A linchpin of the art collection is coming home to Friedenstein Castle in Gotha, Germany: the oil sketch Saint Gregory of Nazianzus (1621) by Peter Paul Rubens (1577-1640).
Rubens painted this study himself in 1621. It is one of the Gotha series consisting of five sketches in oil painted by the artist in the years around 1620 as he prepared to decorate the Jesuit Church of St Charles Borromeo in Antwerp. The sketches are all the more precious because the ceilings with the painted canvases were destroyed in a fire. This series was regarded as one of the outstanding jewels of art history in the collection at Gotha but it was scattered to the winds during the hostilities of the Second World War. Only two of the sketches were on the Friedenstein until recently.
The return
The return is the result of an intense process framed by constructive cooperation between two arts institutions serving the public (Buffalo AKG Art Museum in the United States and Friedenstein Stiftung Gotha), by the mediation and responsible spirit of the auction house Christie’s and by the commitment and generous support of the Ernst von Siemens Kunststiftung (EvSK).

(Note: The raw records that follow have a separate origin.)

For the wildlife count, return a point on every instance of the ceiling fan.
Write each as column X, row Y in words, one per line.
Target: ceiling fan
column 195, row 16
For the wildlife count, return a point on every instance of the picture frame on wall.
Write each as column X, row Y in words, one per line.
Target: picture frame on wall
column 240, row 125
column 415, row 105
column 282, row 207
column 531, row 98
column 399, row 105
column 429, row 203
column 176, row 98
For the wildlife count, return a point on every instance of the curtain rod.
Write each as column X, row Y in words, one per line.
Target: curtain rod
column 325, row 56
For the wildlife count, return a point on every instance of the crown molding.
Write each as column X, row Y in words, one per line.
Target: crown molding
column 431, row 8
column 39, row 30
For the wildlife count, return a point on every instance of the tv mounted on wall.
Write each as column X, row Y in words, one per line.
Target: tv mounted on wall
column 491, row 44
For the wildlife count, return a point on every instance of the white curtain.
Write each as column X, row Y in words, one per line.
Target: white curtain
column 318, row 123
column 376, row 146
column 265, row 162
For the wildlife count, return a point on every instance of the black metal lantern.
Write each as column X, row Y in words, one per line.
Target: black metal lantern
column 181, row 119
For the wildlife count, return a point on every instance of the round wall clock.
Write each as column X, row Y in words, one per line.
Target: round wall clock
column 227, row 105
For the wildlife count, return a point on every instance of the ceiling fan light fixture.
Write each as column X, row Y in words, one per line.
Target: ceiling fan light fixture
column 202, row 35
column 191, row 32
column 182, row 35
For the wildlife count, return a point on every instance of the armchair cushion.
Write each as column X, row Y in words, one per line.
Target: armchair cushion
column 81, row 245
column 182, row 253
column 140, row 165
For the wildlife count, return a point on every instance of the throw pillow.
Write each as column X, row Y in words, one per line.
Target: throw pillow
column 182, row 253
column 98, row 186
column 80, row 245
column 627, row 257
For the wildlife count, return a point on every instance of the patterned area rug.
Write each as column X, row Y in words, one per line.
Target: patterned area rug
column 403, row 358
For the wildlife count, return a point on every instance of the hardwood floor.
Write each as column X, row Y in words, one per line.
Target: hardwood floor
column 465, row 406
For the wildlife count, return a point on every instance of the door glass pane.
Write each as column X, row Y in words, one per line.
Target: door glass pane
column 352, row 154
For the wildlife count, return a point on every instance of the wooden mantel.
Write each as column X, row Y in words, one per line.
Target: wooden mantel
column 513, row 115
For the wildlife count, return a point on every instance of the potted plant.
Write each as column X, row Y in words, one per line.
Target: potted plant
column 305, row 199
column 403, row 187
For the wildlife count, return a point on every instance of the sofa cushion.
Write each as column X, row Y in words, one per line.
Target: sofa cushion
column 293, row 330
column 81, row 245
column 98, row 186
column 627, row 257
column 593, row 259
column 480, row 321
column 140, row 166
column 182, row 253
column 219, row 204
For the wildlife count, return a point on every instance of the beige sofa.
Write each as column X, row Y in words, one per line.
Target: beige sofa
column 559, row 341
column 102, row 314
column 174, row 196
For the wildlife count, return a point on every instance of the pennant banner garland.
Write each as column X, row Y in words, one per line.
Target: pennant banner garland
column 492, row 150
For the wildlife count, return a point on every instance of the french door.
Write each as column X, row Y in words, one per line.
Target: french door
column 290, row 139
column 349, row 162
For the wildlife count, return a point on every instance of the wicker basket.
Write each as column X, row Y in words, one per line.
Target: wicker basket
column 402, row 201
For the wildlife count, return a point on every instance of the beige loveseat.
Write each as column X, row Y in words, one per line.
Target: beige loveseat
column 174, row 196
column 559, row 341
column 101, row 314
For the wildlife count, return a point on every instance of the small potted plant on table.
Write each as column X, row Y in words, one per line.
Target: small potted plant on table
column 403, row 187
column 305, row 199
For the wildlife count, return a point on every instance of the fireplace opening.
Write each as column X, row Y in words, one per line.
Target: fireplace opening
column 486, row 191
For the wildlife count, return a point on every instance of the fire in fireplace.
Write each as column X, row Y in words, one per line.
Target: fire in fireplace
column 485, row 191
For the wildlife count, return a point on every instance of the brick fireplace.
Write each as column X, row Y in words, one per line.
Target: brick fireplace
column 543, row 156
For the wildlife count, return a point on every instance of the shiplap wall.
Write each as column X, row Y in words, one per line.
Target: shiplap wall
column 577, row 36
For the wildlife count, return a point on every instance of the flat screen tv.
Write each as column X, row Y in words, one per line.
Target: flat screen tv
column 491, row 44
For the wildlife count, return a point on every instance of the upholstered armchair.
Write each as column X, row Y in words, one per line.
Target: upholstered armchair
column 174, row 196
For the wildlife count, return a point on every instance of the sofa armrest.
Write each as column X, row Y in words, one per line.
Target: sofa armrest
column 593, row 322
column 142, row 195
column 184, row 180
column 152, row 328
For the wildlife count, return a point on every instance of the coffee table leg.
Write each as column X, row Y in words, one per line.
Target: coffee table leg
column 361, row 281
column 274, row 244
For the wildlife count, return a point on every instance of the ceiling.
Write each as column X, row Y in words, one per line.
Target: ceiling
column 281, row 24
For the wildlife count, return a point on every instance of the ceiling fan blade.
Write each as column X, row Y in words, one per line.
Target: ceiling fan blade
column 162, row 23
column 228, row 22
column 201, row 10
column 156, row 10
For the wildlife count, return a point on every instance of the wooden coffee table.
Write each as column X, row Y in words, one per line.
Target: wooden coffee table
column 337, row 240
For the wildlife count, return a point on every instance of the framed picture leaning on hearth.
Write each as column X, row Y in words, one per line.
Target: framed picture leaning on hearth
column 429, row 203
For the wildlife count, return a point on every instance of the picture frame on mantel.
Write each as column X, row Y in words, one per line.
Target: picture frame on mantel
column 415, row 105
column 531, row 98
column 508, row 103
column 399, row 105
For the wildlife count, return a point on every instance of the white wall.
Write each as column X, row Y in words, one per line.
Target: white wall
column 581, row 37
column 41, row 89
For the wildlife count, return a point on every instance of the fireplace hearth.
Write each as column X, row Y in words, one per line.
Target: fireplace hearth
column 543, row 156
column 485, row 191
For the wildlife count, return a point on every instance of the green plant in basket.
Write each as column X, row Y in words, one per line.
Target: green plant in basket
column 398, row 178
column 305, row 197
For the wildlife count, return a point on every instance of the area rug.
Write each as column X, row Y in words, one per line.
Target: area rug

The process began in 2020 when the Buffalo AKG Art Museum (formerly the Albright-Knox Art Gallery) submitted the sketch to Christie’s and asked them to organize the sale of the oil sketch Saint Gregory of Nazianzus by Rubens in keeping with the guidelines issued by the Association of Art Museum Directors (AAMD) and the International Council of Museums (ICOM).
Christie’s conducted the negotiations on behalf of the Buffalo AKG Art Museum with Friedenstein Stiftung Gotha, which had listed the work on the Lost Art database in 2001. The foundation in Gotha was keen from the outset to achieve an amicable agreement, believing that, while the museum had acquired the work in good faith in 1952, the true details of ownership had not been public knowledge at the time.
“As one of the world’s first museums of modern and contemporary art, the mandate of the Buffalo AKG Art Museum since its founding in 1862 has been to collect and exhibit the art of the present moment,” says Janne Sirén, Peggy Pierce Elfvin Director of the Buffalo AKG. “The early seventeenth-century oil study by Rubens falls well outside the mission of this museum, and as a result the Board of Directors elected to transfer the work to a more suitable institution.”
History of the oil sketches
The modelli of Saint Athanasius and Saint Basil returned to Friedenstein in 1958. After the Red Army arrived, they had been taken to the Soviet Union but were later returned. A different fate met the current homecomer and the two sketches by Rubens still missing from the collection. They were removed from Friedenstein in 1945 and, with the argument that they should be stored beyond the reach of the Red Army, transferred to Coburg at the end of the war. By this time the works had long since ceased to be the property of the dukes of Saxe-Coburg and Gotha, whose family sold them to buyers in the United States soon after the war. Instead they belonged to an independent foundation set up with a mission to serve public purposes in art and science under the name Herzog von Sachsen-Coburg und Gotha’sche Stiftung für Kunst und Wissenschaft. In 1952 the sketch of St Gregory was sold by the gallery E. & A. Silberman in New York to the Albright Art Gallery, the predecessor of the Albright-Knox Art Gallery from which the Buffalo AKG Art Museum later emerged. The absence of the other three modelli by Rubens is currently marked by black-and-white reproductions hanging alongside the original sketches of Saint Athanasius and Saint Basil in the Dutch and Flemish Room at the Ducal Museum in Gotha. One of these vacant spots will be filled by the colorful original when Saint Gregory of Nazanzius returns home.

Peter Paul Rubens (1577-1640), Saint Athanasius, 1620, © Friedenstein Stiftung Gotha, Photo: Thomas Fuchs
The other Rubens sketches still missing from Gotha are listed as wartime losses on the Lost Art database maintained by the German Lost Art Foundation. The Prophet Elijah is assumed to have been in the possession of Curtius O. Baer from 1952. It was last verifiably held in the collection of George M. Baer (1936-2009) of Atlanta, Georgia. By 1997 at the latest, the oil sketch was recorded as on loan to the National Gallery of Art in Washington, D.C.. It is unclear, however, whether it is still there. Saint Augustine is now in the Bührle Collection in Switzerland and on display at Kunsthaus Zürich. Friedenstein Stiftung Gotha is engaged in constructive talks with the Bührle Collection aimed at bringing the work to Gotha as a temporary loan so that the entire series of sketches by Rubens can be honored in an exhibition.